While city zoning places a five-story limit on new downtown construction, exceptions are awarded for developers who provide dedicated apartments for low-income tenants and build dedicated public arts space. Two of the Seagate building’s extra floors were awarded for the inclusion of 11,000 square feet of arts space. 

While 2,000 feet were designated for a corridor with art displays on the walls, the other 9,000 consist of two theatrical spaces leased and controlled by the well-funded and politically connected Berkeley Rep theatrical company. Neither venue has acoustics suitable for music. 

Rob Woodworth, a drummer who serves as executive director of the Jazz House, a nonprofit learning and performance venue at 3192 Adeline St., said the difficulty of finding performance space has long been an issue in Berkeley. 

“I work a lot with kids, and it’s hard to find places for them to perform, either because the venues serve alcohol, or because they don’t want kids to perform. In general, there’s not only a shortage of performance space but of funding as well,” he said. 

Widely acclaimed in regional news media, Woodworth’s facility gives young musicians the chance to provide the opening acts for adult artists who perform there to help raise funds to keep the Jazz House afloat. 

“I wouldn’t say we’re successful, but we’ve managed to stay open for a year. But we still have a long way to go,” he said. 

Changing cultural conditions also shape the artist’s environment, particularly for musicians. 

“In some respects, the Beatles changed everything.

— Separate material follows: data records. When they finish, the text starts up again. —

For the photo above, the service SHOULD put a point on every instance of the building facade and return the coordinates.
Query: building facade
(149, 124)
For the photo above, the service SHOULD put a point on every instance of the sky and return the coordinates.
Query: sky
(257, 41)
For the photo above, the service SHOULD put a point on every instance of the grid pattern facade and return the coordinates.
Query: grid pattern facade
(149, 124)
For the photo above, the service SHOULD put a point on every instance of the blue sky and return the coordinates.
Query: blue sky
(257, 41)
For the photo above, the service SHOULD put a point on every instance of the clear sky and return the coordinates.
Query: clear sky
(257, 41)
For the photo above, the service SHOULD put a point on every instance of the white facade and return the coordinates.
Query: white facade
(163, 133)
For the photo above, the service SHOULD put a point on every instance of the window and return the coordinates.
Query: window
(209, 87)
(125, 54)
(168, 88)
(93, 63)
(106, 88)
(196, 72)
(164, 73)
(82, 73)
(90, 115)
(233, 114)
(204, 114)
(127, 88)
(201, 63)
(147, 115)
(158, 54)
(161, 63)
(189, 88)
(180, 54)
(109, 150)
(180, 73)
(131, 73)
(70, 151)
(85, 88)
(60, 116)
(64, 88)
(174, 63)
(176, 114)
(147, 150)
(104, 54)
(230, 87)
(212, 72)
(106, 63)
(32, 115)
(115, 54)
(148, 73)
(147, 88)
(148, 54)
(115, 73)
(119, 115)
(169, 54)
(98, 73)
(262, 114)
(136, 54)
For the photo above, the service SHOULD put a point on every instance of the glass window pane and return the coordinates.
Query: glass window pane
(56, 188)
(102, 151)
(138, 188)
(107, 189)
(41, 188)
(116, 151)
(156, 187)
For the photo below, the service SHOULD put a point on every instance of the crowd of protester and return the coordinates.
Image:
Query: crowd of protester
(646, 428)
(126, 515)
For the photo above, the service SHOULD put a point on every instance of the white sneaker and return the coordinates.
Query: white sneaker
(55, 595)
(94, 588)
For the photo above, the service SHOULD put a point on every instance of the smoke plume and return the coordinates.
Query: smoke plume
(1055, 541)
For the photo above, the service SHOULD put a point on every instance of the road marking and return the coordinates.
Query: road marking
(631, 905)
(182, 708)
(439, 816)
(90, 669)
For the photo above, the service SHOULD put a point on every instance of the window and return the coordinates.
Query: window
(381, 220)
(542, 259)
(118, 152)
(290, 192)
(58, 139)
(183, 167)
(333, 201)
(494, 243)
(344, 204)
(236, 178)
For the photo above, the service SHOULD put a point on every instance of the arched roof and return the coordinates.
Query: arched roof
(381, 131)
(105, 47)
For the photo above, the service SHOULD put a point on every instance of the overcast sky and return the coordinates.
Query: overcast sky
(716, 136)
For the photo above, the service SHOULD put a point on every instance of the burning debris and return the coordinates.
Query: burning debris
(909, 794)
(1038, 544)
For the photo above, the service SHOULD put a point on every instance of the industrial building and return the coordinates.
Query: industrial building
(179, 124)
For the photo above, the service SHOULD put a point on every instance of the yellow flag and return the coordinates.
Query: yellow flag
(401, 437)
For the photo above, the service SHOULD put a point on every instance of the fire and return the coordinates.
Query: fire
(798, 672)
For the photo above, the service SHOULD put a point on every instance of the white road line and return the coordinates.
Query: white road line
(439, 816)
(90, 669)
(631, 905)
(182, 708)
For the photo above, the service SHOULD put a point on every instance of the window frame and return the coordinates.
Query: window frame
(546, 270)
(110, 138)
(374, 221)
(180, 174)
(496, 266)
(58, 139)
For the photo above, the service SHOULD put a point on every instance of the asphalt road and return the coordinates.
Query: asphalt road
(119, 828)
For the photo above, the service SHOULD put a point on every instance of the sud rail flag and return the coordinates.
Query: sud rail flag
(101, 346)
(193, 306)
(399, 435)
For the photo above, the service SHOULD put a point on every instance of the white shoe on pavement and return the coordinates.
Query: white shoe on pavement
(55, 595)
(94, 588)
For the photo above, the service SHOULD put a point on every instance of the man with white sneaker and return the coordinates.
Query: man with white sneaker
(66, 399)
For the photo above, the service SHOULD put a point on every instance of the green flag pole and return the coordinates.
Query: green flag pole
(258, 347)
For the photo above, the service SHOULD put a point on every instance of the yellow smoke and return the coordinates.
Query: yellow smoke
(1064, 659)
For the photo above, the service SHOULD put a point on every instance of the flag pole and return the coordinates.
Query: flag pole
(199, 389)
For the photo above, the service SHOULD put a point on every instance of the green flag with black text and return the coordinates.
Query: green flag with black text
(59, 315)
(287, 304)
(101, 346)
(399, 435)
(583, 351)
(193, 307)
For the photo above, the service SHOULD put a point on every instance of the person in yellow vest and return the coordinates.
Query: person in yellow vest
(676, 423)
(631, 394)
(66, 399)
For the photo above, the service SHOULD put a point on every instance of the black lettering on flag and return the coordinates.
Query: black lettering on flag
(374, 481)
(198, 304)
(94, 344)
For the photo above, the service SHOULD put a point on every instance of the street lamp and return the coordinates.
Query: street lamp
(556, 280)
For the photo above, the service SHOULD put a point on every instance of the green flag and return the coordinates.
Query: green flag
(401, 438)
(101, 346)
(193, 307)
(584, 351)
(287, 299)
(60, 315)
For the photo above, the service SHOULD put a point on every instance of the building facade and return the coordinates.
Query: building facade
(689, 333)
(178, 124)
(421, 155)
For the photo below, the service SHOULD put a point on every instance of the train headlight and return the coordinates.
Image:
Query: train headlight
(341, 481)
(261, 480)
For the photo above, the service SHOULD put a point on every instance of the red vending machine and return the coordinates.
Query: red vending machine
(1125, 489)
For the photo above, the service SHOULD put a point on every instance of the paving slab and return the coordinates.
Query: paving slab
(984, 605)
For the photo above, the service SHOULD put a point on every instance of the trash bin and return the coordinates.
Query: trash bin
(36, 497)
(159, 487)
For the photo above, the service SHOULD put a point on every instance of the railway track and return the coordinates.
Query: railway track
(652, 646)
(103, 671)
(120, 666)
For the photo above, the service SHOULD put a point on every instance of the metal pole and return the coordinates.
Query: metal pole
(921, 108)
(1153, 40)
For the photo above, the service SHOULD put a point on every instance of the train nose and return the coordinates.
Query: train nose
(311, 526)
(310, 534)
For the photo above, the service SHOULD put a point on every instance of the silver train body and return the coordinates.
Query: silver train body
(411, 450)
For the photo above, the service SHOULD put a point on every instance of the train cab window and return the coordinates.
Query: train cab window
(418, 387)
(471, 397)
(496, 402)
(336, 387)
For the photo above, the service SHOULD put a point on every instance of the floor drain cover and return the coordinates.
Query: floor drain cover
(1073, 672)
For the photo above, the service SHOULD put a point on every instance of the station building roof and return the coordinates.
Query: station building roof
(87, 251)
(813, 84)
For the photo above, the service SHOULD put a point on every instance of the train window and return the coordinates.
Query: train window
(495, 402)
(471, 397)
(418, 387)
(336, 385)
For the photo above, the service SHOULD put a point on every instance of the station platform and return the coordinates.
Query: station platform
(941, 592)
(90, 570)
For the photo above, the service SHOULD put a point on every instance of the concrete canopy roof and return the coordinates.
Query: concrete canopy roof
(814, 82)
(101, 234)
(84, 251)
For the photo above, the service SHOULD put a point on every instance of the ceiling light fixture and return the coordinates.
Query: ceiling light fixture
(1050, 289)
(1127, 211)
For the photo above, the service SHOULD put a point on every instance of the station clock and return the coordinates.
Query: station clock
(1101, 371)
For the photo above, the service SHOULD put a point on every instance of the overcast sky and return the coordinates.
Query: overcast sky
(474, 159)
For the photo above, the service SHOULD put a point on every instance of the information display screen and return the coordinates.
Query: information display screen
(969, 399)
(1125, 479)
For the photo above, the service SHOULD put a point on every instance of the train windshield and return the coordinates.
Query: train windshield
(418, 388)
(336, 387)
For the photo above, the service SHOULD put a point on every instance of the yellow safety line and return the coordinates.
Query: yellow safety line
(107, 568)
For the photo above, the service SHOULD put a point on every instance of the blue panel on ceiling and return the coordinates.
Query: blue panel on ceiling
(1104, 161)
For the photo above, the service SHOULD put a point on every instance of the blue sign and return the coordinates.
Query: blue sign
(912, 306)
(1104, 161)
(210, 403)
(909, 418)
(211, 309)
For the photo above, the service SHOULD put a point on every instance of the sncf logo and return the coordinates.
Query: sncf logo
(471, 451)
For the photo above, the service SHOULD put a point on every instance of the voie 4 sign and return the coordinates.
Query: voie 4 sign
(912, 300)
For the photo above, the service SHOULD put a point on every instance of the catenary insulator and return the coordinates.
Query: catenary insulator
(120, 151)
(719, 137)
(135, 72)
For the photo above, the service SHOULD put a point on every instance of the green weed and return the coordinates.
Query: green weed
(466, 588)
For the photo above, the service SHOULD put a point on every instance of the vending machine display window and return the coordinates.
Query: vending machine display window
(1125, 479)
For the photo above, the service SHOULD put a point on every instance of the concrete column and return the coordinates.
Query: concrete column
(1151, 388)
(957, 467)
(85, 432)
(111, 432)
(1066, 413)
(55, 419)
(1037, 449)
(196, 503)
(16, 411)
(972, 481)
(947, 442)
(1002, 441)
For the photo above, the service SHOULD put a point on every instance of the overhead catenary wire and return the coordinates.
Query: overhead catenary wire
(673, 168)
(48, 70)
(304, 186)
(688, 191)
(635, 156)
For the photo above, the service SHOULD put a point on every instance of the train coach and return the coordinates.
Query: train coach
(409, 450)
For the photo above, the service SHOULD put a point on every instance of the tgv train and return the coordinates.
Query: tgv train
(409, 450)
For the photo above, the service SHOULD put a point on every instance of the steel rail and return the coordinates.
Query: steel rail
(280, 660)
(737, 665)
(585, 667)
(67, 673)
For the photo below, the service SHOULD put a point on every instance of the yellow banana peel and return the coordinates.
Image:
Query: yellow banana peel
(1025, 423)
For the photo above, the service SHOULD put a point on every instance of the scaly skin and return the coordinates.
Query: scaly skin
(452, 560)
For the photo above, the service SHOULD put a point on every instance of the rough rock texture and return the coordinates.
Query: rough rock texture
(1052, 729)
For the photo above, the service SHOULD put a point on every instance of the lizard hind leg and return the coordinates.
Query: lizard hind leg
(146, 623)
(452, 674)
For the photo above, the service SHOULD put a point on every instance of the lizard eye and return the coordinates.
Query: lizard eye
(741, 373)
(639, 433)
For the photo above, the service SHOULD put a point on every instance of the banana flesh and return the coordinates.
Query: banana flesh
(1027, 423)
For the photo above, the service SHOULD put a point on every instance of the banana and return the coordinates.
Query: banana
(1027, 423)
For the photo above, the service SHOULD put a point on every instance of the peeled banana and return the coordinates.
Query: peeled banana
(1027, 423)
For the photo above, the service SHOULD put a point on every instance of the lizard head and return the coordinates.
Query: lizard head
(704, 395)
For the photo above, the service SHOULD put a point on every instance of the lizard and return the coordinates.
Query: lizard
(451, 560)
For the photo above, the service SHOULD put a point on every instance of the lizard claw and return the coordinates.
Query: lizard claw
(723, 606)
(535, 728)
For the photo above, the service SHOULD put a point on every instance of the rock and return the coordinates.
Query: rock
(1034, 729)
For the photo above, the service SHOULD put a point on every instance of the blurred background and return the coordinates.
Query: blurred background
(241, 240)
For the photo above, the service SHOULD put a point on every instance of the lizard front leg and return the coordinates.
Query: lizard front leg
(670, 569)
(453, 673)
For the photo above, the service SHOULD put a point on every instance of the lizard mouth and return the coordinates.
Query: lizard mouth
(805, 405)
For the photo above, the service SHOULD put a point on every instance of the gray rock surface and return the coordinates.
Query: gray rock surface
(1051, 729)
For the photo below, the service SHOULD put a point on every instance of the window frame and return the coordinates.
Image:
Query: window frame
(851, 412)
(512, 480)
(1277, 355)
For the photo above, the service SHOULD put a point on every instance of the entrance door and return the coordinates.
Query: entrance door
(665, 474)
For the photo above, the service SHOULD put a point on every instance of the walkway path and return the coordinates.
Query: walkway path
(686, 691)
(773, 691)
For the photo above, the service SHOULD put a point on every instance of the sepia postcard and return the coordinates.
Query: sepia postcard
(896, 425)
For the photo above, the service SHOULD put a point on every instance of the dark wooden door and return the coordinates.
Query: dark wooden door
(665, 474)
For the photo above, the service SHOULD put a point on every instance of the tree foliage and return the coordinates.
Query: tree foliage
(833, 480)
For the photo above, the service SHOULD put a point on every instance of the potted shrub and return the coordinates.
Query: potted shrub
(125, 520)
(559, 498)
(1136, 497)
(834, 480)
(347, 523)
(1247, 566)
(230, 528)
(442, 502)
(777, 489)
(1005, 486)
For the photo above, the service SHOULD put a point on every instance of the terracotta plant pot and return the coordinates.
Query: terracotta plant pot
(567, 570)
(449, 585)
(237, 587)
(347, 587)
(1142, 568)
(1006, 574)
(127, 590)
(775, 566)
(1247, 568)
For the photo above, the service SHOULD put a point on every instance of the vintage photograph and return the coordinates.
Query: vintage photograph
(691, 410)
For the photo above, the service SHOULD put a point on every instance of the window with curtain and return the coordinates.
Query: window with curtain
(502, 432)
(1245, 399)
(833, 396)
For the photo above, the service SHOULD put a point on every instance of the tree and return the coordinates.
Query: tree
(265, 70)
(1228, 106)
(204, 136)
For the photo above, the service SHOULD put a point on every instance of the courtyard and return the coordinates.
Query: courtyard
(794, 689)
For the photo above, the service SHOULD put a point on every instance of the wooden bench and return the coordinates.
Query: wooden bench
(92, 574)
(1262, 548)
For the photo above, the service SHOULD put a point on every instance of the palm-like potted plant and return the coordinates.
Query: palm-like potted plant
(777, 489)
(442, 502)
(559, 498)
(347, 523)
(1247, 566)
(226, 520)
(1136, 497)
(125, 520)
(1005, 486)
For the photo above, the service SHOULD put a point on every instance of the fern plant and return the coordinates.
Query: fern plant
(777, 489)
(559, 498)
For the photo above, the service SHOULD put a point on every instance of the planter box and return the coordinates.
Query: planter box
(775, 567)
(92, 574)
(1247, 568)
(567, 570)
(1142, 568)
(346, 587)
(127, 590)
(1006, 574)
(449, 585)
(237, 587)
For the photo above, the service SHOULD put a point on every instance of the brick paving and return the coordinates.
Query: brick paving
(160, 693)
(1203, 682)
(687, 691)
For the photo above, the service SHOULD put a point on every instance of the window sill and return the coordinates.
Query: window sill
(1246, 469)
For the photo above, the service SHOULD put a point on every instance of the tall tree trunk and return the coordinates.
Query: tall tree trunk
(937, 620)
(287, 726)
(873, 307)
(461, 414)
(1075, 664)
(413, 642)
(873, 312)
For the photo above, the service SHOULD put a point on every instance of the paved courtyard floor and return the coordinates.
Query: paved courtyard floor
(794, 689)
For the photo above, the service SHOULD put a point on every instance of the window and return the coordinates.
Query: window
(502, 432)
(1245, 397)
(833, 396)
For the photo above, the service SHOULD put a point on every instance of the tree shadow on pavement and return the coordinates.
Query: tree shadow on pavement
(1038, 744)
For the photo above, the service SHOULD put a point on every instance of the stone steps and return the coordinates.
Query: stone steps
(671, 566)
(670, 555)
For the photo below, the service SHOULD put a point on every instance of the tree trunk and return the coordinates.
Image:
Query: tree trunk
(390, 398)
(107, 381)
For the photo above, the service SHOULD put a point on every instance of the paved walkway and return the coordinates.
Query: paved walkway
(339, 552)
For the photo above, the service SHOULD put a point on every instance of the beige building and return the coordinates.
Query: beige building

Forty years ago, music was something of a rarified guild, but then the Beatles came along, and every teenager wanted to become a guitarist or a drummer,” said John Schott, a guitarist and the leader of John Schott’s Typical Orchestra. 

While once the Bay Area offered decent paying jobs to professional musicians, today most club performers earn no more than a single patron pays in cover charges, between $6 and $30, he said. 

“There are a lot of musicians in the Bay Area now, and most of them are willing to work for free,” he said. 

The days when the region formed one of the hotbeds of standup comedy are long gone, something Schott attributes to the dominant role of television. 

The bandleader singled out Bonnie Hughes for praise. “She’s been marvelous by finding all these vacant spaces downtown and turning them into performance spaces in between tenants. We’re been blessed by her create what amounts to guerilla performance spaces. People like here are very important to the cultural life of the city.”  

Gemma Whelan, Co-Founder and Director of “Wilde Irish Productions” which made a significant splash in Berkeley’s last theater season with their presentation of Beckett’s famous “Endgame” says the company will stage their next production in San Francisco. Whelan said she made the decision, in part, because the Berkeley City Club is so heavily booked by other companies that they “were able to get only one slot” for the entire year. 

LaVal’s Pizza Parlor’s tiny black basement on Euclid Avenue is continually booked by younger, experimental companies—but the size and the stairwell that audiences have to go down to the theater impose some obvious limitations. And other kinds of productions compete for space at the 8th Street Theatre. 

The City Club has served as a venue for numerous small theater companies. Central Works is in their 13th year at the club and others grab at it when they can.